そう言って俺らに突き出したのは、三着のパイロットスーツだった。


   ◆


 更衣室でパイロットスーツに着替えてから、再びBMの前に戻った。


 すると、更衣室の方から遅れて愛希と萌仲が現れ、そのセクシーさに目を奪われる。


 パイロットスーツは、最初はぶかぶかで、着てから左腕のスイッチを押すと、着用者の体に合わせて縮み、フィットする。ぱっと見は、ダイビングをするときのウエットスーツのようにも見える。

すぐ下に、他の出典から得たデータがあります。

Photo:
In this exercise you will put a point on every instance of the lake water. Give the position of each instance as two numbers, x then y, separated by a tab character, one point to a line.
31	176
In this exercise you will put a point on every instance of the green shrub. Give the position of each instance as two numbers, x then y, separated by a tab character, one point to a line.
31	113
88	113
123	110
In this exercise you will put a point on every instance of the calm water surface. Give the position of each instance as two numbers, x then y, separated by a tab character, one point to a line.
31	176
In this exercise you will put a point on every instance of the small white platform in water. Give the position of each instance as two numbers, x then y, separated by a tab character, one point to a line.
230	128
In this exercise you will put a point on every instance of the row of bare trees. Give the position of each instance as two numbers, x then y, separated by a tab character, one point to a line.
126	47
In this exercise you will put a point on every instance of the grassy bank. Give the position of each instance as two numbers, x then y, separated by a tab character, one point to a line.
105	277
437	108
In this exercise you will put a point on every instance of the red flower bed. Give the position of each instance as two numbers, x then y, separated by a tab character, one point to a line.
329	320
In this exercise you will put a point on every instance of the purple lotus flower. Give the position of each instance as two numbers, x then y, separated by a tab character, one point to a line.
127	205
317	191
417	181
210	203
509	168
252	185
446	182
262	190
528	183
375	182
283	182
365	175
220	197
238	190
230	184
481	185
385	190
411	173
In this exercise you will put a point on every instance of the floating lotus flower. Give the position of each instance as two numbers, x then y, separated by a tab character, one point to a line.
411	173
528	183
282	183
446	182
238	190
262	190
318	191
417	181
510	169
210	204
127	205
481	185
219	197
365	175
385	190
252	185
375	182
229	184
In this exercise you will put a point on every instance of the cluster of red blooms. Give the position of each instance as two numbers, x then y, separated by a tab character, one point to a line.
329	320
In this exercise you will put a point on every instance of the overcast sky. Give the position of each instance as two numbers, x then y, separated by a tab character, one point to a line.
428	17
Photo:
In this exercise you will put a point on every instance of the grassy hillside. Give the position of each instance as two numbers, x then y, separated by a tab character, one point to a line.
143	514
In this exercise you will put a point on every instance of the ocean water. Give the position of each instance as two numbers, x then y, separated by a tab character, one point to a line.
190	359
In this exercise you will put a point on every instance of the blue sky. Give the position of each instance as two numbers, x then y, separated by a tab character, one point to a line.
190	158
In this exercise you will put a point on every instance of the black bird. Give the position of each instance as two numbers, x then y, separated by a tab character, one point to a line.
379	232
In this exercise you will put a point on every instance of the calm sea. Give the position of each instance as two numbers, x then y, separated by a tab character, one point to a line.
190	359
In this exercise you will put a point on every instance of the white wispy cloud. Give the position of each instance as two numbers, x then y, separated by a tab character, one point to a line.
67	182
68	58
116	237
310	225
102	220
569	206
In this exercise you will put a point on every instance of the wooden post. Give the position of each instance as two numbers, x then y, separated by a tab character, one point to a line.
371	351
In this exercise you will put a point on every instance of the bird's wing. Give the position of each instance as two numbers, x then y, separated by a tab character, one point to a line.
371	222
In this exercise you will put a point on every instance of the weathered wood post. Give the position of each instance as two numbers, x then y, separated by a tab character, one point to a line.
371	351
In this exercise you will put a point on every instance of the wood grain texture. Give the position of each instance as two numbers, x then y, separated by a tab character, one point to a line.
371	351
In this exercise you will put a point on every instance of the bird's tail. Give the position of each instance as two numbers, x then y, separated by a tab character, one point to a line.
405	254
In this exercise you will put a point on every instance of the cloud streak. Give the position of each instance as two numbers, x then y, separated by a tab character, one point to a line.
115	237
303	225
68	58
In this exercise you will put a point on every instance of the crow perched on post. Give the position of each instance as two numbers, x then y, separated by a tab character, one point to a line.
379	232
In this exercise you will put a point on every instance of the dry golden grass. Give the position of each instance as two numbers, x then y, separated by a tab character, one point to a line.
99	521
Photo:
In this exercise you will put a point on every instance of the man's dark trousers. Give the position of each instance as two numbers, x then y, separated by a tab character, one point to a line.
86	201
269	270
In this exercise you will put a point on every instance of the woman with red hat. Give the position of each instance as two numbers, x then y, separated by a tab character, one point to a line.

 だけど、ウエットスーツよりもずっと、体のラインがあらわになるせいで、グラビアモデル並のプロポーションを持つ愛希と、トランジスタグラマーな萌仲のボディラインが丸見えだった。露出度は少ないのに、水着とはまた違った魅力がある。


 対する俺の、男用のスーツは体のラインが隠れるタイプで明らかにデザインが違う。


「どうです兄さん、似合っていますか?」

「あ、ああもちろん、凄く似合っているぞ……なぁミア姉、このスーツのデザインって」


 小声で尋ねると、ミア姉は百万ドルの笑顔になった。


「ワタシのデザインだ!」

「ですよねぇ……」


「むむ、何を呆れた顔をしている? 言っておくがこのスーツのデザインは、狭いコックピットへの搭乗に適しているだぞ。百聞は一見に如かず、まずは乗ってくれ」


「乗るってどうやって?」


 BMの身長は、八メートルはありそうだ。見たところ、コックピットへ続くキャットウォークも、ハシゴもない。


「左腕の四角ボタンを押してくれ」


 暗い所でも触って分かるようにするためだろう、スーツの左前腕には、丸、三角、四角など、それぞれ形の違うボタンがある。

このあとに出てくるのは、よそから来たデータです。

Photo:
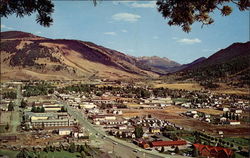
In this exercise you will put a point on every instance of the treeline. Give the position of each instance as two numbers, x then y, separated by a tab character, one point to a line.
216	72
10	95
82	151
39	89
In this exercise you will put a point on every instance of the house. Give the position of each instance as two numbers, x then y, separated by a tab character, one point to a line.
167	143
225	109
237	111
233	122
211	151
154	130
87	105
223	119
64	131
195	116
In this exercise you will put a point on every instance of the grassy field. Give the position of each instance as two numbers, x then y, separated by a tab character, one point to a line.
56	154
211	111
238	141
10	153
5	117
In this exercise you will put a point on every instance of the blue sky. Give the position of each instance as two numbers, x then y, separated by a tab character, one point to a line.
136	28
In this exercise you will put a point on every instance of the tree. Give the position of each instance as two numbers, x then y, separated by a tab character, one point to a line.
22	154
185	12
83	155
240	148
195	152
138	132
162	149
51	91
177	150
42	109
7	127
180	13
44	9
11	106
23	104
72	148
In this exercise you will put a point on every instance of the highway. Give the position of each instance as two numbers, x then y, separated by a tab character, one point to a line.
107	143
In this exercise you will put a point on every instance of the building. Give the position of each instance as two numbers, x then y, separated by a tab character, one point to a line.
64	131
167	143
154	130
211	151
233	122
51	123
87	105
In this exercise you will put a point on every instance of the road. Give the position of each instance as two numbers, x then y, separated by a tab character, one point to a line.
119	147
15	115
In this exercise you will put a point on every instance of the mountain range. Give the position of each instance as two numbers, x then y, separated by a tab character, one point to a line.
25	56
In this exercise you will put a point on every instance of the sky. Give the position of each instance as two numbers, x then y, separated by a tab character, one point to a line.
136	28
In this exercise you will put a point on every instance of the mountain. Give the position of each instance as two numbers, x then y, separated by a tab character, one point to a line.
158	64
231	65
25	56
184	66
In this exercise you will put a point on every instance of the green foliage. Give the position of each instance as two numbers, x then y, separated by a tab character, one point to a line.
10	95
138	132
208	75
72	148
162	149
63	109
11	106
21	8
177	150
23	154
23	104
37	109
185	12
40	89
195	152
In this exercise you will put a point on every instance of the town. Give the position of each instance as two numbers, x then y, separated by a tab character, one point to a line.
105	117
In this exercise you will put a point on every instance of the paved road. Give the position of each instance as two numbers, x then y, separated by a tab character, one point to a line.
109	143
15	115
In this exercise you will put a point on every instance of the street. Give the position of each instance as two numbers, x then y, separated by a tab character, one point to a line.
111	144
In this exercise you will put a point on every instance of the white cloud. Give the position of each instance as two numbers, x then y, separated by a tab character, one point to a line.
126	17
6	27
155	37
151	4
189	40
110	33
124	30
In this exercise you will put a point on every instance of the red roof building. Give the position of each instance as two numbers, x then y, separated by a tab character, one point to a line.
212	151
167	143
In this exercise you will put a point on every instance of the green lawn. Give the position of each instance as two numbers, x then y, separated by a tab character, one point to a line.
189	138
10	153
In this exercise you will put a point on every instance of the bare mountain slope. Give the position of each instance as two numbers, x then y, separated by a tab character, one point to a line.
26	56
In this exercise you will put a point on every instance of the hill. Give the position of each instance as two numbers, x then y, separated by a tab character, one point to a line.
230	65
25	56
158	64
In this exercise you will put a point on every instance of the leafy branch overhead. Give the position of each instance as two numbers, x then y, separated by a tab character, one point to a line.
181	13
44	9
185	12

 言われた通り、四角ボタンを押すと、両腕にガトリングが、背中にミサイルランチャーが装備された機体が、一人で膝を折り、主を前にした騎士のようにしてかしずいた。


 愛希と萌仲もボタンを押すと、続けて頭部の形がやや違う機体と、両腕にパイルバンカーのついた機体がかしずく。